On view through September 30, Meredith Rosen Gallery presents “Irène Zurkinden: The Paris Years,” an exhibition of works from the 1930s by 20th-century Swiss painter Irène Zurkinden (1909-1987). Although Zurkinden is well known in Europe, this is her first exhibition in the United States.
Born in Basel in 1909, Zurkinden went to art school in Paris in 1929. In Paris in the 1930s, Zurkinden joined the community of avant-garde artists and became close to Meret Oppenheim (1913-1985) and the Surrealist group. She was active in the Parisian art scene, taking radical positions on gender, sexuality, and artistic production. The exhibition presents oil paintings, works on paper, and her sketchbook from this period. This period was formative in Zurkinden’s career and had personal significance for her as she moved between her family in Basel and the Parisian artistic community throughout her life.
Zurkinden’s style is characterized by painting techniques based on the various stages of Impressionism, gestural brushstrokes, and deconstructive representations of figures and landscapes.
Brazilian sculptor Tunga (1952-2016) drew on his exploration of alchemy, psychoanalysis, science, and philosophy to create his mythology, in which the issue of immutability and transformation is fundamental.
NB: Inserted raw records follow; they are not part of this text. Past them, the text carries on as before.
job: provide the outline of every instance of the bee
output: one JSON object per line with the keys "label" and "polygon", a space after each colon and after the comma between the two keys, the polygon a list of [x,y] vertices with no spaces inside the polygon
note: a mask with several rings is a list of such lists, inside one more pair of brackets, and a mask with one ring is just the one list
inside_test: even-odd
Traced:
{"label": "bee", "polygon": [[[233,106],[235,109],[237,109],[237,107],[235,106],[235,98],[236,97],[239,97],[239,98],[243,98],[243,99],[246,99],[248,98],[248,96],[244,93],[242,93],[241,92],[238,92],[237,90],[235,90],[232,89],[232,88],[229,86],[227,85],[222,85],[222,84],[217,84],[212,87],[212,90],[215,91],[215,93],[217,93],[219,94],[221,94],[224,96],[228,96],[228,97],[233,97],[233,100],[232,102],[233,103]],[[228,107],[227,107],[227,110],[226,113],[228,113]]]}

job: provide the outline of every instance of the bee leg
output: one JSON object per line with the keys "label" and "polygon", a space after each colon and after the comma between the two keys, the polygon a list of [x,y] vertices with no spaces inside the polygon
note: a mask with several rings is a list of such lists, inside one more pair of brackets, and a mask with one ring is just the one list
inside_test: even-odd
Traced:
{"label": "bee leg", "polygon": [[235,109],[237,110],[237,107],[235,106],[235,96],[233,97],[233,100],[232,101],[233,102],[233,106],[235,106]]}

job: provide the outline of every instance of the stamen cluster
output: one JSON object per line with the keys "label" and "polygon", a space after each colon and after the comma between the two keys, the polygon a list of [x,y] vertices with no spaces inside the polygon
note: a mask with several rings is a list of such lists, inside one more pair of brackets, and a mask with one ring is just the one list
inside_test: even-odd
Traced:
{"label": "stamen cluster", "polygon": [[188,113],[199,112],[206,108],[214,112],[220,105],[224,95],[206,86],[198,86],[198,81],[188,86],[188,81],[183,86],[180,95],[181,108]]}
Currently, the Museum of Modern Art of São Paulo is presenting Tunga’s solo exhibition “Eu, Você e a Lua (Me, You and the Moon),” on view through January 28, 2024.
Eponymous with the exhibition title, ‘Eu, Você e a Lua (Me, You, and the Moon)’ is later Tunga’s representative installation made of stone, mirrors, crystal bottles, plaster, resin, and plates suspended from arcs and rods, recurring elements in Tunga’s oeuvre.
A hollow and fossilized large tree trunk stands at the center of the work. The fossilized tree shows the passage of time while emitting fragrance, stimulating the sense of smell in real-time.
The Institute of Arab and Islamic Art (IAIA) presents Iranian artist Behjat Sadr’s (1924-2009) posthumous solo exhibition until August. This is the first U.S. solo exhibition of the artist, who died in 2009.
Sadr made a name for herself in the male-dominated art world in pre-revolutionary Iran with her action paintings of biomorphic forms. Her use of deep black pigments, reminiscent of petroleum, drew attention as a symbolic reference to the political situation in Iran.
A special focus of the show is on her small-scale paintings created during the artist’s battle with cancer. During her treatment in Paris, Sadr collaged photographs of Iranian natural landscapes and Parisian cityscapes and combined them with abstract paintings.
The exhibition emphasizes that painting for the artist was an act of exploring the inherent relationship between the body, memory, and the painting medium. By tracing the artist’s immersion in abstract painting that lasted for more than 50 years, the exhibition seeks to reveal the psychology and memories of the artist as an individual who lived through the local community’s instability, exile, and the coexistence of modernity and tradition.